Wyoming agency takes computer science standards comment
CHEYENNE, Wyo. (AP) — Eliza Moore started coding in the second grade.
She came home from school one day after doing Hour of Code — an online course that teaches computer coding — in one of her classes. She sat down at the computer, started practicing the lesson she’d learned that day, and ever since she’s been insatiable.
Eliza is now a fourth-grader at Fairview Elementary, but her love for computers has only grown. She spoke to that passion Thursday during a public comment session held by the Wyoming Department of Education.
The WDE held the public comment session in Cheyenne to get feedback on proposed computer science standards. It was the final in a string of public comment sections held across the state, organized at the State Board of Education’s request.
The sessions are one step in complying with legislation passed in 2018, requiring all Wyoming school districts to offer computer science courses by the 2022-2023 school year.
During the session, WDE representatives discussed the standards and how to read the documentation explaining the standards, then took questions and comments from the public.
A number of people stood up to speak, including Eliza and her mother, Erin Moore. Moore is CEO of Gannett Peak Technical Services, a Cheyenne-based software development company. She said her support for the computer science standards came both as an employer and a mother.
“It’s really crucial you think about how many times a day you touch a computer,” Moore said.
Today’s students are going to be filling jobs that don’t even exist yet, Moore said, but more than that, their lives are going to look drastically different from their lives today. In everything they do, they will need to have an understanding of how technology works, she said.
Cindy Delancy, president of the Wyoming Business Alliance, went in a similar vein with her public comment. She gave examples of the ways computer science will touch industries not typically considered high tech, like how artificial intelligence will play a role in energy jobs, for example.
She acknowledged that it might be difficult to get the computer science standards off the ground, but “even good change can sometimes be hard change,” she said.
While nearly every stakeholder the Wyoming Tribune Eagle has spoken to about the computer science standards has ultimately been in favor of them, many had reservations about the logistics.
The department presented the standards to the education board in January and heard a good deal of pushback. The board called the standards overwhelmingly complex and asked whether educators would be able to meet the standards given the structure and length of the school day.
Questions about where to find properly credentialed teachers and how to pay for the infrastructure and teacher training needed to implement the curriculum have also been raised.
Credentialing is already proving somewhat challenging to some schools. Right now, 32 teachers in all of Wyoming have a 6-12 computer science endorsement on their teaching license and 17 teachers are working toward an endorsement, according to data from the Wyoming Professional Teaching Standards Board.
In a survey mandated by the 2018 legislation, 89 percent of school districts said they needed “widespread training of teachers in computer science.”

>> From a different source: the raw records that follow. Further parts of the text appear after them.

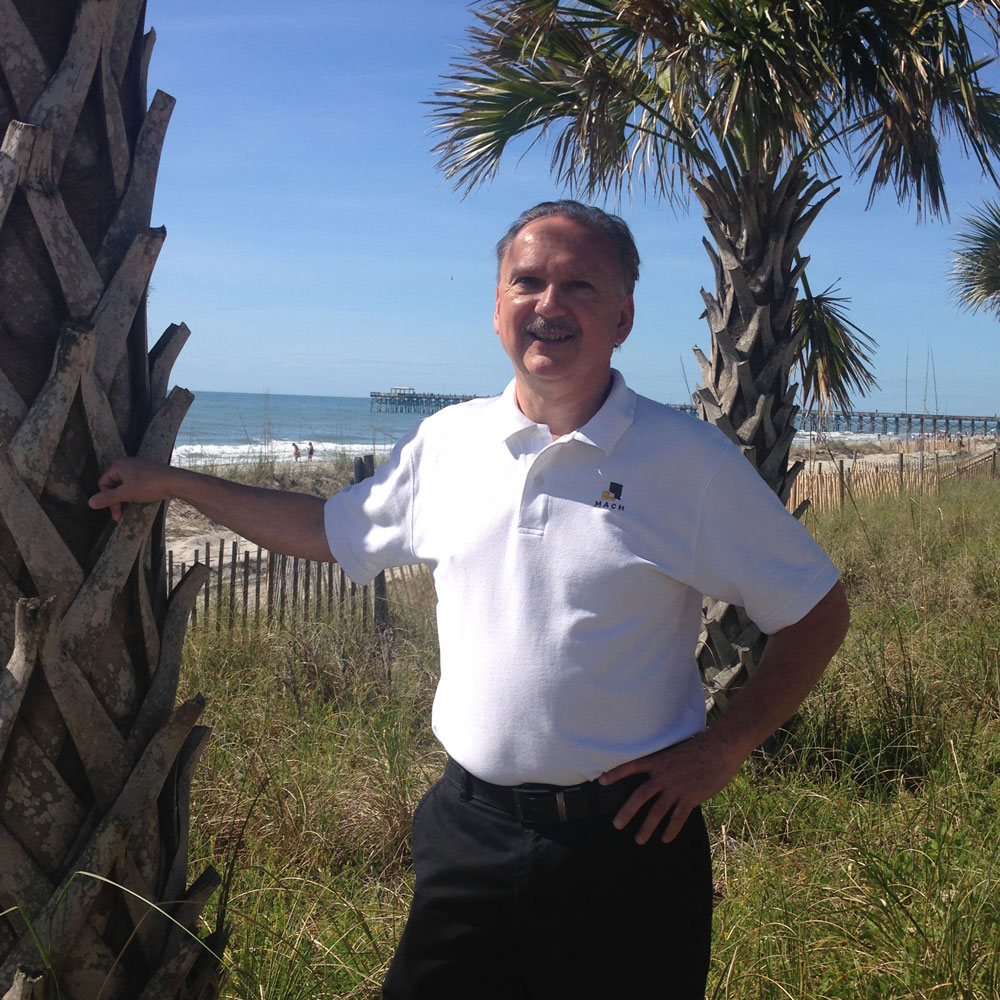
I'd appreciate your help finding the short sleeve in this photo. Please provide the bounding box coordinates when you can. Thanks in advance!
[691,448,840,634]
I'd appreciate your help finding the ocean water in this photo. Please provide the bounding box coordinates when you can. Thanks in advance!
[173,392,944,465]
[173,392,438,465]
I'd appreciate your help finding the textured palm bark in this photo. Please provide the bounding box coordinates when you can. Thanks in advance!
[692,159,837,714]
[0,0,224,1000]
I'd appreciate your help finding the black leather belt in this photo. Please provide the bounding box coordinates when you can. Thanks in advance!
[444,757,646,823]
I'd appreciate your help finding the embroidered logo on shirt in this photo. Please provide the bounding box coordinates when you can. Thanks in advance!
[594,483,625,510]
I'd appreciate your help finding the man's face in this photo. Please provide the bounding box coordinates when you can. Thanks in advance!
[493,215,634,415]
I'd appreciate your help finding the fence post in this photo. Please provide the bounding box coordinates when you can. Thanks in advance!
[215,538,226,632]
[205,542,212,628]
[229,538,237,628]
[191,549,199,628]
[354,455,389,632]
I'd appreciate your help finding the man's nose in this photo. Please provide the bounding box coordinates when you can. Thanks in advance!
[535,285,565,316]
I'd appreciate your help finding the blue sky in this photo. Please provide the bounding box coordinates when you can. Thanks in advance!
[147,0,1000,415]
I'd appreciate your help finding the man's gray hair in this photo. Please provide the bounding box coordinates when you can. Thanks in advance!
[497,198,639,295]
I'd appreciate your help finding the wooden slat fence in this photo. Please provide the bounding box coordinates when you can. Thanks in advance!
[167,539,430,629]
[788,448,998,512]
[167,455,432,631]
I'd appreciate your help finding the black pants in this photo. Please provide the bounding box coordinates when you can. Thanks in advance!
[382,764,712,1000]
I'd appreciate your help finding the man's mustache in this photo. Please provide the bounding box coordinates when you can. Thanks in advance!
[522,316,580,335]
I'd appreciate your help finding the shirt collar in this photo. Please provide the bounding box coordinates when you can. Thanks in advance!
[495,368,635,454]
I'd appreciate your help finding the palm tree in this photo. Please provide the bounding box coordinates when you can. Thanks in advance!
[434,0,1000,704]
[952,202,1000,318]
[0,0,223,1000]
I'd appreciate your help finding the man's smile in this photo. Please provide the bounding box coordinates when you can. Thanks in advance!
[523,316,580,344]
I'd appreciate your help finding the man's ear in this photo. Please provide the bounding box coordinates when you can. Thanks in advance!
[615,295,635,345]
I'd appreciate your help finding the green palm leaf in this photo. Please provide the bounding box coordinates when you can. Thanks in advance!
[952,202,1000,318]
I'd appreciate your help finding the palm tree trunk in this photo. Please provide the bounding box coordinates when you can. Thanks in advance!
[0,0,223,1000]
[692,157,837,713]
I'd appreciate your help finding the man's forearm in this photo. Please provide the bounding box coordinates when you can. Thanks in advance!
[173,469,333,562]
[90,458,332,562]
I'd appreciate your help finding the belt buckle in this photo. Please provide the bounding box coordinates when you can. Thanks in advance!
[511,788,569,823]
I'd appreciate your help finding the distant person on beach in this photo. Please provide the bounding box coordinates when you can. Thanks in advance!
[91,201,848,1000]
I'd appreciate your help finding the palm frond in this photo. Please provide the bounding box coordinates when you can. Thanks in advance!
[792,279,878,418]
[951,202,1000,318]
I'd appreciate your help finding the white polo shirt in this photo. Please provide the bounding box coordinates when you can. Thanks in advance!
[326,372,838,785]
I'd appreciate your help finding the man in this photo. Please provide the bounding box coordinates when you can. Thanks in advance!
[92,201,848,1000]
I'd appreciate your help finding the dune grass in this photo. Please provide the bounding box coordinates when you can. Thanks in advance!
[184,472,1000,1000]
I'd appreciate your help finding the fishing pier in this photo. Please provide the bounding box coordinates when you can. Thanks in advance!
[798,410,1000,437]
[369,385,476,413]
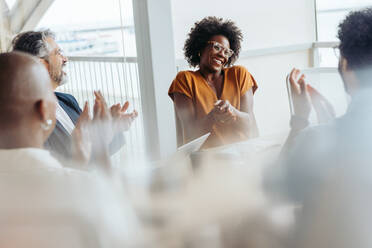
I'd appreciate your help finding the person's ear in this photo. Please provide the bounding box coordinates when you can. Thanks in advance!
[35,100,55,134]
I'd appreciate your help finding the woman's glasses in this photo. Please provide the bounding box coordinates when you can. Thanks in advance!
[207,41,234,58]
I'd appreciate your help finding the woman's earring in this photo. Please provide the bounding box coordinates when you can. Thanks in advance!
[40,119,53,131]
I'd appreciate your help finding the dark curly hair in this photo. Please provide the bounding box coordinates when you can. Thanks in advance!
[183,16,243,67]
[338,8,372,73]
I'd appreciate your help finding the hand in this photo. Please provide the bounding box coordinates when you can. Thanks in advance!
[71,102,92,165]
[307,85,336,123]
[289,68,311,120]
[213,100,237,125]
[110,101,138,132]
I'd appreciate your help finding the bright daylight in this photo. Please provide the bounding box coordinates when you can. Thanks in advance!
[0,0,372,248]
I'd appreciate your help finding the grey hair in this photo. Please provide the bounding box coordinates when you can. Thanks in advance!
[12,29,55,59]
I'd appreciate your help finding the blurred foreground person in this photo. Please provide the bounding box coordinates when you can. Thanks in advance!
[168,17,258,148]
[287,9,372,204]
[274,8,372,248]
[12,30,137,163]
[0,52,142,248]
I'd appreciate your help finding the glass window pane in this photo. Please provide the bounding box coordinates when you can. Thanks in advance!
[37,0,136,56]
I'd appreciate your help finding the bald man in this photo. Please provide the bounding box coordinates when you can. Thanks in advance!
[0,53,57,150]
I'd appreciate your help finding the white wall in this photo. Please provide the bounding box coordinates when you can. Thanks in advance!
[172,0,316,135]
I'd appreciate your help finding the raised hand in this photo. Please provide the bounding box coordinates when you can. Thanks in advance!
[110,101,138,132]
[307,85,336,123]
[289,68,311,120]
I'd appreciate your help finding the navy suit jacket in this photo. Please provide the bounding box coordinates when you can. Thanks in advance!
[44,92,125,159]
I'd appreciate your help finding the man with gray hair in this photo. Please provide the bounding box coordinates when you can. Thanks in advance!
[12,30,137,162]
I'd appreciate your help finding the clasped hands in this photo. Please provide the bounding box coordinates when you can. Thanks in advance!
[71,91,138,164]
[209,100,237,125]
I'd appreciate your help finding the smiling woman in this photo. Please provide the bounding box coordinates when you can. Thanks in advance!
[168,17,258,148]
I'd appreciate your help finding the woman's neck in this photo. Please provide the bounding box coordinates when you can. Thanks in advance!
[199,67,223,82]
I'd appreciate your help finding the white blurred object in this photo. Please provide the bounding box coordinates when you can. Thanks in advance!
[286,68,350,124]
[0,148,144,248]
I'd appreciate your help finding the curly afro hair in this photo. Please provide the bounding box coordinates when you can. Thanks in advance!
[183,16,243,67]
[338,8,372,70]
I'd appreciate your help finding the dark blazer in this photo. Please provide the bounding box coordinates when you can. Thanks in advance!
[44,92,125,159]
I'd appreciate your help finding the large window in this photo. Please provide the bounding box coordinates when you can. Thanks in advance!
[38,0,136,56]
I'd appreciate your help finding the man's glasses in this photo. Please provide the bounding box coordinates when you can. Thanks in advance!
[207,41,234,58]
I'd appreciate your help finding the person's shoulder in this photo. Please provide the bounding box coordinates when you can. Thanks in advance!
[176,70,196,80]
[226,65,250,74]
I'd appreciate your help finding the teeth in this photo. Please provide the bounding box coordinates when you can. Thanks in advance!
[213,59,222,65]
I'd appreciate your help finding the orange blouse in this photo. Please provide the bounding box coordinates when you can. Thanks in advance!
[168,66,257,148]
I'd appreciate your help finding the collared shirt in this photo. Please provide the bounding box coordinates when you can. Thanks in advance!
[56,104,75,134]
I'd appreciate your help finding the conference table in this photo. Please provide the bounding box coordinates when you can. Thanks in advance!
[125,133,298,247]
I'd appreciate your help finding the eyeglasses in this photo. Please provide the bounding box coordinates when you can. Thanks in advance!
[55,48,65,57]
[207,41,234,58]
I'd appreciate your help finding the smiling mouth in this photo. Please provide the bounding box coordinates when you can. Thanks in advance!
[212,58,223,65]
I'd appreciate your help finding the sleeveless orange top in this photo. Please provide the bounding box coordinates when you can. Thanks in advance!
[168,66,257,148]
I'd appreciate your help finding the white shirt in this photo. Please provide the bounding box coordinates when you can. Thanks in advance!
[0,148,140,248]
[56,104,75,134]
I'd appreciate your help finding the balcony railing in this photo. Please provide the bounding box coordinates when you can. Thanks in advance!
[59,42,338,163]
[58,57,145,164]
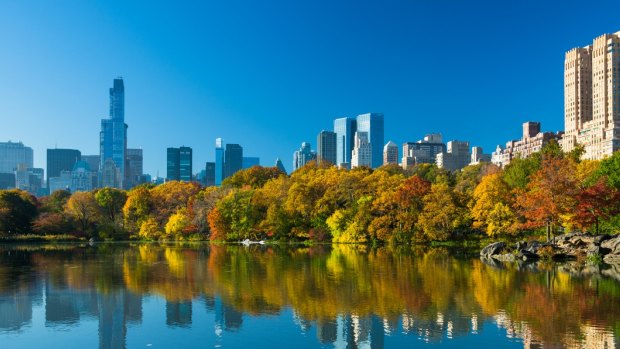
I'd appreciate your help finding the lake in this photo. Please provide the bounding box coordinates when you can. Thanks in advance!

But credentialing existing teachers and hiring new computer science instructors costs money. The department estimates the annual statewide cost of implementing the new standards would be roughly $12.2 million, but that estimate did not account for certifications educators would need to teach the computer science courses. A certification at the University of Wyoming is just under $11,400.
The cost estimate also did not include the costs districts would incur to develop new curricula and align assessment systems to the standards. A large district estimates this cost at $250,000.
Laramie County District 1 career and technical education coordinator Jeff Stone said the big obstacles will be finding the time to teach the classes.
“The one thing we don’t get any more of is time,” he said.
One solution, he said, is embedding the curriculum into other courses, where students will be able to see some practical application of the material, too. So, they might get a slice of the computer science embedded into their math or science courses.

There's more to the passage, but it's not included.